I have been playing a few years now and have had 2 sets since I started, both steel shaft sets. Of those sets, I have broken 4 heads off the shafts (3 on one set, 1 the other). I know I swing hard but I thought the first set broke easily due to the cheapness of it. Would switching to graphite shafts help out at all or should I stick with the steel and just rework the swing?


----------



## Fourputt (Nov 18, 2006)

I'd say work on the swing. I've been playing for 30 years. I've hit tree roots, rocks... I've hit off cart paths, roads. I'm 6'2", weigh 250, and I have never, ever broken a shaft. It always amazes me when guys post about this, because I haven't a clue how you would do it? And I can't imagine that graphite would be more resistant to breakage than steel. :dunno:


----------



## 300Yards (Jan 23, 2007)

How did you break a steel shaft?? That is just truly dumbfounding.. I don't think grphite will help with that..What is your SS? Mine is 128 average, and I don't think I could break a steel shaft, swinging at a steel pole!


----------



## U Grooves (Feb 13, 2007)

*Dumbfounded.*

I cant beleive it either.

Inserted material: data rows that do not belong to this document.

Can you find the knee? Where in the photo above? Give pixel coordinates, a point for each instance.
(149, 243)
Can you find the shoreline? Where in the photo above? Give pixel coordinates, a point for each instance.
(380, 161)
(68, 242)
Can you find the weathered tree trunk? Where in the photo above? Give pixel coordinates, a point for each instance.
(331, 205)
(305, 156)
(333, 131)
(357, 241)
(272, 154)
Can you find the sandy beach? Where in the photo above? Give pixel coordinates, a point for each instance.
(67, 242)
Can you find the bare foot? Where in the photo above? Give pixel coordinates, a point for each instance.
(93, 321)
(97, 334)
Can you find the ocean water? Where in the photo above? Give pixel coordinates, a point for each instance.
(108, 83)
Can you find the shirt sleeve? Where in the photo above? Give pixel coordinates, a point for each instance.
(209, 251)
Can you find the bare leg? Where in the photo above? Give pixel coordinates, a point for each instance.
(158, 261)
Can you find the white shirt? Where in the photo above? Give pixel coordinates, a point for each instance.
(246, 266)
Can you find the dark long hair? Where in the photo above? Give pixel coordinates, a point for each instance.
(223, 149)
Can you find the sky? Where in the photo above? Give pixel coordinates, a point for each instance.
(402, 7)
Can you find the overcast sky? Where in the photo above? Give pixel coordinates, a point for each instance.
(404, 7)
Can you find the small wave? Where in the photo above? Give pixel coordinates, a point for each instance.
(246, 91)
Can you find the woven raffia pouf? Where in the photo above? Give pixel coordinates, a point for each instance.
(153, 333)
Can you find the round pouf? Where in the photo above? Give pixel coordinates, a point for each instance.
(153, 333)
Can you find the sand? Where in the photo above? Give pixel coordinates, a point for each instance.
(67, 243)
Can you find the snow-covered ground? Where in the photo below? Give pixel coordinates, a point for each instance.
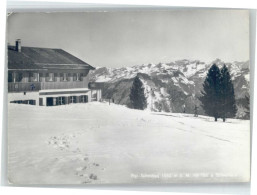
(102, 143)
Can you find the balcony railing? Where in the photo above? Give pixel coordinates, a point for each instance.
(36, 86)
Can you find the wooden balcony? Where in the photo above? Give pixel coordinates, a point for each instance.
(36, 86)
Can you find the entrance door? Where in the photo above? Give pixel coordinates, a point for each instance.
(49, 101)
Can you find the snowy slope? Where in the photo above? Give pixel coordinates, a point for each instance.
(97, 143)
(183, 78)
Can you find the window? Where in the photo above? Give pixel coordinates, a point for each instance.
(77, 77)
(61, 100)
(50, 77)
(64, 77)
(41, 75)
(14, 77)
(10, 77)
(33, 77)
(83, 98)
(72, 99)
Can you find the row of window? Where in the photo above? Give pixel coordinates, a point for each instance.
(54, 101)
(49, 77)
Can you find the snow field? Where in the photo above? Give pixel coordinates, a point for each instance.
(97, 143)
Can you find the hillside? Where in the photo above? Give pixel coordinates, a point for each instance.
(170, 86)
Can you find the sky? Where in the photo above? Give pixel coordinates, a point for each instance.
(128, 38)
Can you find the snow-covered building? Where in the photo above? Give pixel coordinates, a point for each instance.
(48, 77)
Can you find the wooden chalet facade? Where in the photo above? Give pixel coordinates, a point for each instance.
(47, 77)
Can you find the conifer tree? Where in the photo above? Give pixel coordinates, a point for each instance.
(228, 101)
(211, 92)
(247, 107)
(137, 96)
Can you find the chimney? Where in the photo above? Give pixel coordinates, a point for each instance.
(18, 45)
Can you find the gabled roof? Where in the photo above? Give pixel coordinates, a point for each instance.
(43, 58)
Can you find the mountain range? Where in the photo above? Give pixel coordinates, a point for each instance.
(171, 87)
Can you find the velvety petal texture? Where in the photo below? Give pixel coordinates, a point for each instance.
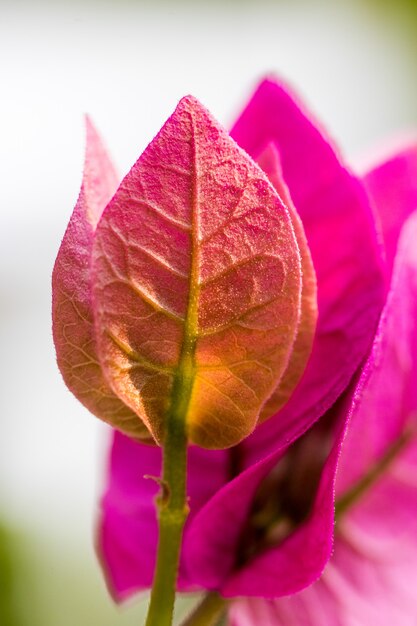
(340, 230)
(370, 579)
(127, 531)
(196, 282)
(339, 227)
(72, 315)
(392, 186)
(287, 564)
(269, 162)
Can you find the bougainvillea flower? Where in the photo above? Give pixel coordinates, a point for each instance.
(370, 578)
(223, 485)
(191, 293)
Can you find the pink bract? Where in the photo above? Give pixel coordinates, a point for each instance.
(370, 578)
(340, 229)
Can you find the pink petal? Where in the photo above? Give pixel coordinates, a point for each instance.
(388, 397)
(371, 576)
(393, 189)
(197, 277)
(71, 288)
(341, 234)
(269, 161)
(215, 533)
(127, 530)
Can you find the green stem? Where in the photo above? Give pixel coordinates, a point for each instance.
(208, 612)
(172, 513)
(172, 504)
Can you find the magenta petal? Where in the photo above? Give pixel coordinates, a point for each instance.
(371, 576)
(215, 532)
(393, 189)
(127, 530)
(341, 234)
(388, 402)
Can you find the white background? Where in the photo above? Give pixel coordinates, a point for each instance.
(127, 64)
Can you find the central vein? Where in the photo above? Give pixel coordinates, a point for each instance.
(186, 369)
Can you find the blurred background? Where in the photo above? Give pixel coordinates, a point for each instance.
(127, 64)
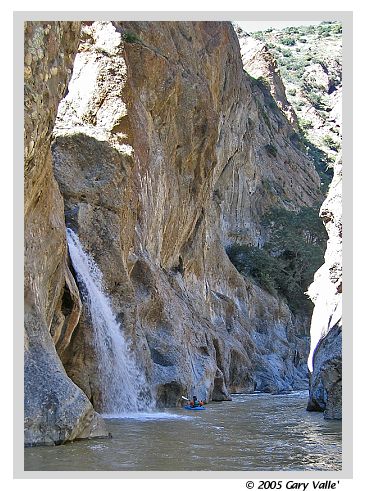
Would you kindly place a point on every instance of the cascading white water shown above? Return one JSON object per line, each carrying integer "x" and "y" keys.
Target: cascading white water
{"x": 122, "y": 386}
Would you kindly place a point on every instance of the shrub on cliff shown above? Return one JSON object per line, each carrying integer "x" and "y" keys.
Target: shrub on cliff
{"x": 290, "y": 257}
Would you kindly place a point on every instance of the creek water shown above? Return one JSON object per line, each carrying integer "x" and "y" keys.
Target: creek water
{"x": 253, "y": 432}
{"x": 121, "y": 385}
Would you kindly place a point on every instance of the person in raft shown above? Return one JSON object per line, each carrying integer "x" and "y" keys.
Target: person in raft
{"x": 195, "y": 402}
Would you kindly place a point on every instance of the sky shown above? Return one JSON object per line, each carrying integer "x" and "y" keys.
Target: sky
{"x": 254, "y": 25}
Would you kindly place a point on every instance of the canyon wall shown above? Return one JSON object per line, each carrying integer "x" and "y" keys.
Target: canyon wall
{"x": 325, "y": 360}
{"x": 162, "y": 155}
{"x": 55, "y": 409}
{"x": 165, "y": 153}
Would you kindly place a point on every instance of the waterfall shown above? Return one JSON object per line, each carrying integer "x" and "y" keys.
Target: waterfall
{"x": 122, "y": 386}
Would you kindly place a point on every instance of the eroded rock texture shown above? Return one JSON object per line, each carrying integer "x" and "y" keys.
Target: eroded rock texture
{"x": 325, "y": 360}
{"x": 166, "y": 152}
{"x": 260, "y": 64}
{"x": 55, "y": 410}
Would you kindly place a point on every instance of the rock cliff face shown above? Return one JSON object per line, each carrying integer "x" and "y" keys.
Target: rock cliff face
{"x": 325, "y": 360}
{"x": 165, "y": 152}
{"x": 162, "y": 156}
{"x": 258, "y": 62}
{"x": 55, "y": 409}
{"x": 309, "y": 59}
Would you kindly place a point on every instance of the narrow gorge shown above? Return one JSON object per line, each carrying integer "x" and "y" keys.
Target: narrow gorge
{"x": 171, "y": 228}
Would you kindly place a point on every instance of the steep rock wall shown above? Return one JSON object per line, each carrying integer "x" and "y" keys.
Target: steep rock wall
{"x": 325, "y": 359}
{"x": 260, "y": 63}
{"x": 55, "y": 409}
{"x": 162, "y": 156}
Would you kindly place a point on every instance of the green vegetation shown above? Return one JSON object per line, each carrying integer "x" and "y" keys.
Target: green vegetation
{"x": 130, "y": 37}
{"x": 288, "y": 41}
{"x": 286, "y": 264}
{"x": 333, "y": 145}
{"x": 305, "y": 124}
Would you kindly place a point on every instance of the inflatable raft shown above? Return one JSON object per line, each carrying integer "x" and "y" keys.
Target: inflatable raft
{"x": 197, "y": 408}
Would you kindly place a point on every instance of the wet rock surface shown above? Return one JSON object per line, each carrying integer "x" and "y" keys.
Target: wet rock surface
{"x": 161, "y": 164}
{"x": 56, "y": 410}
{"x": 325, "y": 360}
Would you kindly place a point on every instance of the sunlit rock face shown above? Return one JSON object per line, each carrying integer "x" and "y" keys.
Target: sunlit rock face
{"x": 325, "y": 359}
{"x": 55, "y": 409}
{"x": 161, "y": 153}
{"x": 260, "y": 64}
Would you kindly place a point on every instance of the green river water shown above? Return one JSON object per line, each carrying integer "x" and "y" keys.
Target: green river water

People come into work with fractured hosels on drivers and broken iron heads..and every time, i ask them how they did it, and nobody can answer. It gets to me every time because i can just not imagine doing it. At last years Australian Open, i took a full swing out of a fairway trap with a 7iron and buried the club into the lip about 10inches after impact. This only resulted in a bent shaft. I just cant imagine breaking one.
Nevertheless, graphite will not solve your problem. It is a much lighter weight material that has less strength than steel.
Just get your pro to look at the clubs and how they are broken, he should be able to tell what you are doing wrong, then get him to give you a lesson.:thumbsup:


----------



## tombate911 (Mar 24, 2007)

only ever managed to snap a graphite shaft on a rescue mid..... i think steel is better than graphite, but thats a preference,


----------



## marto97 (Mar 29, 2007)

I have been playing for over 30 years also and have not ever broken a shaft. I've seen heads come of and shafts broken when my playing partner threw a club that hit a tree. Also I seen them broken in long drive comps. but those guy a gorillas. My SS is 114+ with my woods and 90-95 with my 5 iron. I use graphite in my woods and steel in my irons.


----------



## tombate911 (Mar 24, 2007)

yep. graphite in my woods and rescue ans steel all the rest of the way,,


tom


----------